Few Boards Do Sophisticated Financial Planning, Experts Say


Related, A concurrent session at SCUP–44, July 18–22: From Operating Revenues to Capital Funding and Beyond–New Tools for Financial Planning and Policy


Paul Fain reports, in The Chronicle of Higher Education, on an AGB presentation by SCUPer Tom Longin, executive editor of Planning for Higher Education. We thank the Chronicle for providing us a nonprotected link to the article.
[T]he yearly budget exercise can give trustees a misperception of their institutions' fiscal health, said Thomas C. Longin, one of the presenters and a longtime consultant for colleges and the association. That's because many colleges have become adept at just surviving year to year, without conducting longer-term strategic financial planning.

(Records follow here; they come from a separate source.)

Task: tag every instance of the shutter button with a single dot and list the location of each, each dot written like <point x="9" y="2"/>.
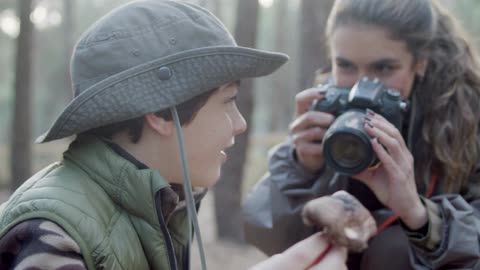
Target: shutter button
<point x="164" y="73"/>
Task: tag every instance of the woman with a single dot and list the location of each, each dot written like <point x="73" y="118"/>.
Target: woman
<point x="425" y="193"/>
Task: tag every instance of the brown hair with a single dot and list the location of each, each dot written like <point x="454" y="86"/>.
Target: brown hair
<point x="186" y="113"/>
<point x="451" y="85"/>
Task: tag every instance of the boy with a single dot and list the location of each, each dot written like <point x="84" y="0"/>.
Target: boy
<point x="115" y="200"/>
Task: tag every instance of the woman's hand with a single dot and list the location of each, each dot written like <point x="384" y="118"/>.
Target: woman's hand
<point x="308" y="129"/>
<point x="303" y="254"/>
<point x="393" y="181"/>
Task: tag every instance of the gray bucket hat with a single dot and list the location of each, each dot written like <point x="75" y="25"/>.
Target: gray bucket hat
<point x="150" y="55"/>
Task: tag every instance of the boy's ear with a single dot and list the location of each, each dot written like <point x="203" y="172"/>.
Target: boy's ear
<point x="160" y="125"/>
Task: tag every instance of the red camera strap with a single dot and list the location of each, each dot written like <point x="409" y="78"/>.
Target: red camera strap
<point x="385" y="224"/>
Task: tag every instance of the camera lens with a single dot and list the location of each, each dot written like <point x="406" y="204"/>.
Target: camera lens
<point x="348" y="150"/>
<point x="346" y="146"/>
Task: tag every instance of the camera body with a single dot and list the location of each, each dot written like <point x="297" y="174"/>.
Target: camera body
<point x="347" y="146"/>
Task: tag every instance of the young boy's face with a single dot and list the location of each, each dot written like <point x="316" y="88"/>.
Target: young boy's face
<point x="211" y="132"/>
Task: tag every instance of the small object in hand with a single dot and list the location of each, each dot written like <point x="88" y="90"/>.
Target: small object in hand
<point x="344" y="220"/>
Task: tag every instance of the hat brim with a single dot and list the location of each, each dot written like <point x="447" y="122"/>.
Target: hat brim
<point x="140" y="90"/>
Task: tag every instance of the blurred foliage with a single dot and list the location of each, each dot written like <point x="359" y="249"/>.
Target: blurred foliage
<point x="51" y="88"/>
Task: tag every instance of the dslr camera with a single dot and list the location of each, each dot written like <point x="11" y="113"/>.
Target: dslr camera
<point x="346" y="144"/>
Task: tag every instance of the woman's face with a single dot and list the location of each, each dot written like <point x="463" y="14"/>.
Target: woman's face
<point x="363" y="51"/>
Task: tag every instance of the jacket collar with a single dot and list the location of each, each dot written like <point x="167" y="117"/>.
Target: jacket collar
<point x="129" y="182"/>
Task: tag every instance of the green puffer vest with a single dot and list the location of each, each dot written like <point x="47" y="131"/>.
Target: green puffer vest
<point x="107" y="205"/>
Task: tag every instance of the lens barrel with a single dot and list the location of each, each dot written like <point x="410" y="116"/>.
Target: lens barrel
<point x="346" y="144"/>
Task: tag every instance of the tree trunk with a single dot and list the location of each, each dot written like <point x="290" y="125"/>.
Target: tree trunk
<point x="21" y="149"/>
<point x="281" y="80"/>
<point x="227" y="192"/>
<point x="69" y="42"/>
<point x="313" y="54"/>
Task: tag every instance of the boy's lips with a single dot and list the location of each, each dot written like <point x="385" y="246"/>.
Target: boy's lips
<point x="223" y="152"/>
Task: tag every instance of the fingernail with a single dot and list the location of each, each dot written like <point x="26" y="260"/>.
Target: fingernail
<point x="370" y="112"/>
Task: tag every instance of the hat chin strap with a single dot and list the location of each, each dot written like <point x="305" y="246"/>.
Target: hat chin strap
<point x="187" y="187"/>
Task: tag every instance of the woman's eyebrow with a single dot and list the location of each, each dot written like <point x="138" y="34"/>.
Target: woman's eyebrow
<point x="384" y="61"/>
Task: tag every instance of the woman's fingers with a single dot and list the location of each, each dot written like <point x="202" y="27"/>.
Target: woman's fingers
<point x="396" y="152"/>
<point x="334" y="259"/>
<point x="381" y="123"/>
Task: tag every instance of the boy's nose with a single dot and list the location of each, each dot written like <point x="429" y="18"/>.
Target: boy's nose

"If we get fixated on balancing the budget, we will never have any control of costs," and that will lead to higher tuition and deteriorating academic quality, Mr. Longin told trustees. "If you simply focus on getting out of the hole you're in, you'll just get in deeper."

The solution, said Mr. Longin and his co-presenter, Richard Staisloff, vice president for finance and administration at the College of Notre Dame of Maryland, is for boards to shift their financial attention to strategic monitoring of how their institutions invest "time, talent, and treasure" over the next three to five years.